A few nights ago, after putting Sloane to bed, I found myself in the 30 min window span of cooking tofu, chicken and peppers to pack lunch, having Ken show me how to use a power drill so that I can drill holes into wooden poles for a project I'm working on, trying to finish reading a chapter of a memoir, and baking cookies for a ladies meeting the next morning. I had a moment of pressing the pause button to consider, what am I doing here, is this my life, do I like it? And I was relieved to find that the answer is a resounding YES. There are days when I don't get things done, when Ken and I have exhausting arguments, when I want a time-out and not do anything. But that's ok, because every morning, I get another chance. I know this. And I'm living it to the fullest by being both responsible in the day-to-day tasks and dreaming up things in the in between.  I'm being challenged, I'm allowed to rest, I'm learning as I go. I work hard and I do love to play hard. This is my particular life, and I love it.

And that's what I'm trying to say here. I love my life because I am grateful for it. 
When anyone asks me how I balance everything, there are a lots practical things I can run through to share what works for me (and maybe I'll do more of that here in the future), but the attitudinal answer to that is I try to never, ever, take things for granted. 

I have plenty of things that could get me discouraged and I could just as easily list them here, but what works better for me is to employ a mental exercise, one that I probably mentioned on this blog here before:

I bring everything in my mind down to zero, ground level, blank slate.  And then I start building.
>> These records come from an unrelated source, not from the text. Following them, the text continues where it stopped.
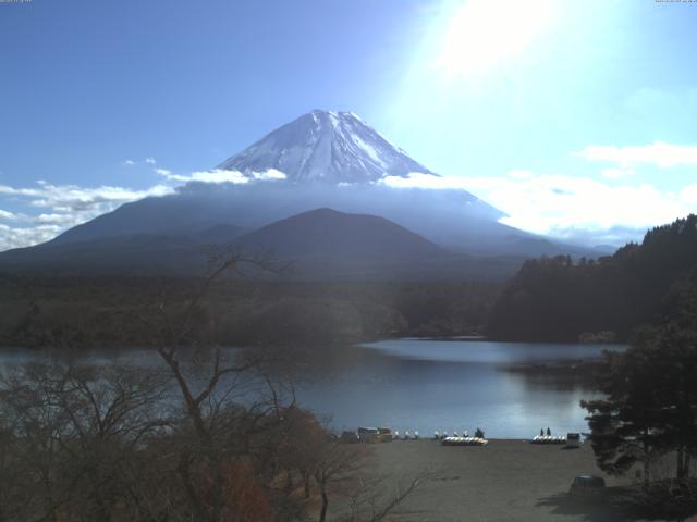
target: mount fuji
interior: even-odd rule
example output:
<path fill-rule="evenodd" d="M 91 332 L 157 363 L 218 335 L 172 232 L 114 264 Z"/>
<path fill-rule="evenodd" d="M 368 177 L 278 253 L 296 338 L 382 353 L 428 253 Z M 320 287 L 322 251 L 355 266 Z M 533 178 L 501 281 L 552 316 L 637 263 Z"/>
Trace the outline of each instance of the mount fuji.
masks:
<path fill-rule="evenodd" d="M 247 175 L 272 169 L 293 183 L 331 184 L 433 174 L 353 112 L 319 110 L 279 127 L 218 169 Z"/>
<path fill-rule="evenodd" d="M 339 265 L 343 276 L 358 265 L 362 275 L 390 276 L 398 258 L 419 276 L 475 276 L 482 266 L 498 266 L 493 272 L 504 276 L 528 257 L 596 254 L 503 225 L 503 212 L 465 190 L 386 183 L 438 174 L 352 112 L 304 114 L 215 172 L 230 173 L 222 176 L 230 182 L 189 182 L 173 195 L 123 204 L 45 244 L 1 252 L 0 270 L 192 273 L 205 265 L 209 244 L 262 248 L 308 266 L 321 258 L 323 277 Z M 318 229 L 326 235 L 317 237 L 321 248 L 311 245 Z M 330 241 L 331 231 L 351 237 Z M 367 270 L 366 260 L 376 261 L 379 273 Z"/>

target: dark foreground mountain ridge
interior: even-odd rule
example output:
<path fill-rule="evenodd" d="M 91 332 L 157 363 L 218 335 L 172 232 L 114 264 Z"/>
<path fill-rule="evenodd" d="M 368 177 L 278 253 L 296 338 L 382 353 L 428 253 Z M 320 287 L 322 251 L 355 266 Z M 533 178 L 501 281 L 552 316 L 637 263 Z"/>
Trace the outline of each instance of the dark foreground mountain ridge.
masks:
<path fill-rule="evenodd" d="M 515 340 L 576 341 L 583 334 L 626 340 L 638 326 L 658 321 L 667 299 L 696 272 L 694 214 L 597 261 L 528 260 L 493 307 L 489 334 Z"/>
<path fill-rule="evenodd" d="M 222 162 L 217 172 L 235 174 L 231 178 L 237 183 L 192 182 L 173 195 L 123 204 L 46 244 L 1 252 L 0 271 L 192 275 L 204 270 L 209 246 L 218 244 L 274 252 L 302 261 L 299 272 L 329 278 L 501 278 L 525 258 L 597 253 L 503 225 L 503 212 L 465 190 L 392 186 L 391 179 L 438 175 L 350 112 L 305 114 Z M 261 232 L 328 208 L 352 217 L 325 212 L 294 220 L 293 241 Z M 370 215 L 381 226 L 374 231 L 357 215 Z M 329 220 L 326 238 L 343 238 L 333 253 L 322 251 L 329 244 L 313 244 L 321 240 L 315 232 L 322 219 Z M 379 240 L 370 236 L 378 229 Z"/>

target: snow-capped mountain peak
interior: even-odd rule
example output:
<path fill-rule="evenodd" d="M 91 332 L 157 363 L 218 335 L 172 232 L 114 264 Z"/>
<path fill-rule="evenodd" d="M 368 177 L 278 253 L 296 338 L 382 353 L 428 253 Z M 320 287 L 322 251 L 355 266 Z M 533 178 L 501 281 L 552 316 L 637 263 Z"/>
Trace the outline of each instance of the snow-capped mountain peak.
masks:
<path fill-rule="evenodd" d="M 274 169 L 293 183 L 365 183 L 386 176 L 433 174 L 353 112 L 315 110 L 268 134 L 218 169 Z"/>

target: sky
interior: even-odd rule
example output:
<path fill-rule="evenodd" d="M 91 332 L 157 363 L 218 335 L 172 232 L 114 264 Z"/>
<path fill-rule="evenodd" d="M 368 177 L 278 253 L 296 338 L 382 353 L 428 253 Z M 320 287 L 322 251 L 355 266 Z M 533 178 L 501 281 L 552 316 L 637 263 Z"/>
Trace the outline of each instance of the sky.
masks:
<path fill-rule="evenodd" d="M 0 0 L 0 250 L 313 109 L 357 113 L 508 224 L 637 239 L 697 212 L 694 27 L 688 1 Z"/>

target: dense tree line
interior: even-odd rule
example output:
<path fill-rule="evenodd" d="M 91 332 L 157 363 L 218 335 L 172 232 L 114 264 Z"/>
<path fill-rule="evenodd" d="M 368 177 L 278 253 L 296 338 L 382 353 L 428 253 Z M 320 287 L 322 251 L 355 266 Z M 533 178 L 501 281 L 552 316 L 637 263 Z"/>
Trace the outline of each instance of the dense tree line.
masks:
<path fill-rule="evenodd" d="M 418 486 L 371 474 L 295 402 L 285 352 L 218 345 L 209 297 L 245 263 L 267 268 L 233 256 L 186 298 L 143 302 L 140 365 L 2 369 L 0 522 L 325 522 L 339 495 L 333 520 L 377 522 Z"/>
<path fill-rule="evenodd" d="M 641 499 L 684 520 L 697 511 L 697 274 L 673 286 L 663 310 L 626 351 L 606 353 L 604 397 L 582 406 L 598 465 L 638 471 Z"/>
<path fill-rule="evenodd" d="M 493 306 L 488 332 L 499 339 L 560 341 L 612 332 L 625 340 L 659 319 L 671 287 L 696 266 L 695 215 L 653 228 L 640 245 L 611 257 L 529 260 Z"/>
<path fill-rule="evenodd" d="M 143 302 L 185 302 L 196 279 L 0 277 L 0 346 L 144 346 Z M 481 333 L 500 284 L 219 279 L 199 312 L 222 345 L 345 345 L 392 336 Z M 268 325 L 273 324 L 273 328 Z"/>

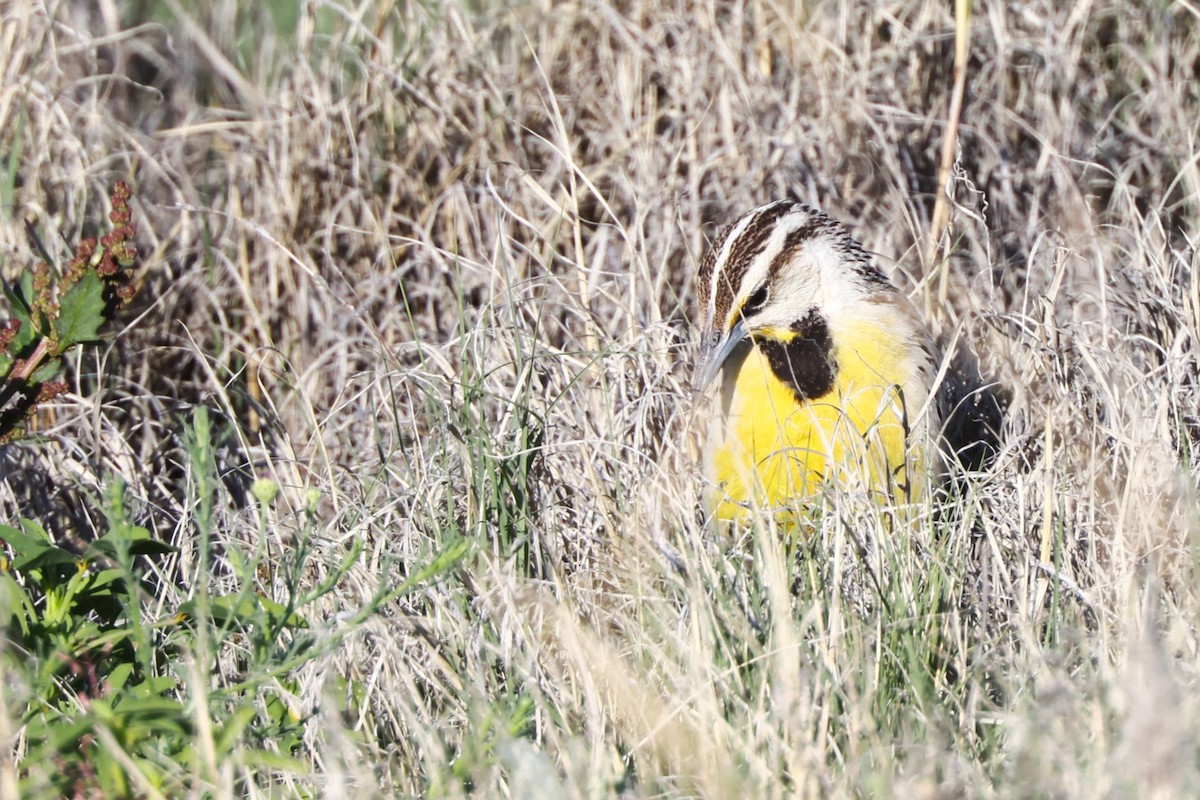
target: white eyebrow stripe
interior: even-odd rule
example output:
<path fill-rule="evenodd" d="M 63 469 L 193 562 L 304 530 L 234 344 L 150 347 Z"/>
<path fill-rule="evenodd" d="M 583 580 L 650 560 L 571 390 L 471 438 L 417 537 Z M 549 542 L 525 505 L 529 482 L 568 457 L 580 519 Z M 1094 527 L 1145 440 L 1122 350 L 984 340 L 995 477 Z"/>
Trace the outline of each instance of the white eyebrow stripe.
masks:
<path fill-rule="evenodd" d="M 725 236 L 725 240 L 721 242 L 721 251 L 716 254 L 716 258 L 713 259 L 713 273 L 708 278 L 708 308 L 706 309 L 707 311 L 706 315 L 708 318 L 707 327 L 710 329 L 716 323 L 716 288 L 718 285 L 720 285 L 721 275 L 725 273 L 725 265 L 728 261 L 730 252 L 733 249 L 733 245 L 737 243 L 737 240 L 742 237 L 742 234 L 746 231 L 746 228 L 754 224 L 758 219 L 758 217 L 761 217 L 762 215 L 769 212 L 775 206 L 784 203 L 790 203 L 790 200 L 775 200 L 774 203 L 767 203 L 764 205 L 760 205 L 756 209 L 746 211 L 744 215 L 742 215 L 742 218 L 733 224 L 733 228 L 730 230 L 728 235 Z M 791 216 L 791 212 L 784 215 L 784 219 L 786 219 L 788 216 Z M 772 231 L 773 237 L 774 233 L 775 231 Z"/>

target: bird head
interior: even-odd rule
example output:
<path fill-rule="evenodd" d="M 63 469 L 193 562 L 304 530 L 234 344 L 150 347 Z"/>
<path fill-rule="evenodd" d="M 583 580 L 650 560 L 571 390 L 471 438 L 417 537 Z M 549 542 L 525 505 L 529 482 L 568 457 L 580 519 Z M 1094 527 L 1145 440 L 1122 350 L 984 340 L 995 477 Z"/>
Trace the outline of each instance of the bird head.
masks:
<path fill-rule="evenodd" d="M 725 228 L 701 261 L 698 282 L 697 391 L 748 338 L 786 344 L 811 330 L 828 335 L 856 303 L 895 293 L 841 223 L 790 199 Z"/>

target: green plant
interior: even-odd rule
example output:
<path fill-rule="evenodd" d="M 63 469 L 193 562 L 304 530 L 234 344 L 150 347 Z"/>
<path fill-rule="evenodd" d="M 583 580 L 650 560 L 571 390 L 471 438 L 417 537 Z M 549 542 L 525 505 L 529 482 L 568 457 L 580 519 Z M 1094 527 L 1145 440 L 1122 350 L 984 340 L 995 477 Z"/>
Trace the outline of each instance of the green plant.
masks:
<path fill-rule="evenodd" d="M 58 380 L 62 357 L 97 341 L 113 311 L 133 299 L 136 289 L 127 282 L 137 258 L 131 196 L 118 181 L 108 215 L 112 230 L 98 242 L 80 241 L 61 270 L 29 228 L 43 260 L 4 285 L 10 318 L 0 324 L 0 441 L 18 437 L 40 403 L 66 391 Z"/>

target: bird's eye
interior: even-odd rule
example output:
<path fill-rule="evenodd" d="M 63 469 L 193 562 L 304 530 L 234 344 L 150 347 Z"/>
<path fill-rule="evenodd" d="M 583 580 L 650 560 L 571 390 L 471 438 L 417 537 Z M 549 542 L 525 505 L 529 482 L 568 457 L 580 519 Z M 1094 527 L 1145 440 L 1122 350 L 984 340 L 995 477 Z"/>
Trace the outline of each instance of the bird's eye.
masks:
<path fill-rule="evenodd" d="M 763 284 L 757 289 L 755 289 L 754 294 L 750 295 L 750 299 L 746 300 L 744 306 L 742 306 L 742 315 L 749 317 L 750 314 L 755 313 L 763 306 L 766 306 L 768 296 L 769 295 L 767 291 L 767 284 Z"/>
A healthy, able body: amazing. The ability to run and train to get stronger: wow. My family: fantastic. A husband like Ken: awesome. A daughter like Sloane: mind-blowing. Friends who care: remarkable. A house to live in: marvelous. Having a job: wonderful. My church: incredible. 

And on and on. Down to the nitty gritty details. It's stunning, when I start to get into it. And there is no good that can come out of looking at other people's towers to see what's going on there. Comparison usually leads to pride or dissatisfaction in a way that really puts a damper on the genuine gratitude you feel about your own life. 

So here is how it boils down for me. You love your life when: 

1) you are amazed 
2) you are grateful 
3) you keep your eyes on your own paper


Not a necessary component, but what helps is having a toddler around who is constantly discovering the world anew. We went to the a harvest festival at a park last weekend where they had ... you guessed it, more farm animals! They had a pen with sheep, goats, donkey, pigs and the kids could walk in and walk right up to the animals to meet and pet them.

 Sloane's delight at this never ceases to amaze me.

We ran into Sloane's friends, Simone and Evelyn there bedorehand and while Ken and I were talking to their dad, Sloane and Simone went off to go sit down together and watch the ducks on the water. We turned around to find them like this. 

Hey, let's get out there this weekend and practice being amazed and grateful, shall we?